Descendants of Gilbert Belnap now number over 12,200 and are found in most states and several countries outside the U.S. The Belnap Family Organization, a non-profit ancestral family organization, conducts primary genealogical research and preserves genealogical and other historical information on behalf of descendants of Gilbert Belnap and his wives Adaline Knight and Henrietta McBride and others surnamed Belnap or Belknap. It is one of the oldest and largest such family organizations in the United States, having been established in Utah in 1904.

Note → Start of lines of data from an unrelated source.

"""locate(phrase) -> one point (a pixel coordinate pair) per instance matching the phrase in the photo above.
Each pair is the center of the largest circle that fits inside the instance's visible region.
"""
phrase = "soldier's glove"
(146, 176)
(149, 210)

Gilbert Belnap's descendants have distinguished themselves in a wide variety of fields, including medicine, law, finance, business, religion, sports, politics, music, and education. Some notable descendants include Weber County sheriff Gilbert R. Belnap, Utah politician Arias G. Belnap, musician Ryan Shupe, vocal artist Michael Keith Belnap, LDS Church regional representative and Orlando Florida Temple president Bruce E. Belnap, Brigham Young University College of Religious Education dean B. West Belnap, KSL News executive vice president and COO Jeff Simpson, mission president and physician W. Dean Belnap, prize-winning Latin American journalist David F. Belnap, and LDS General Authority Carl B. Cook, among others.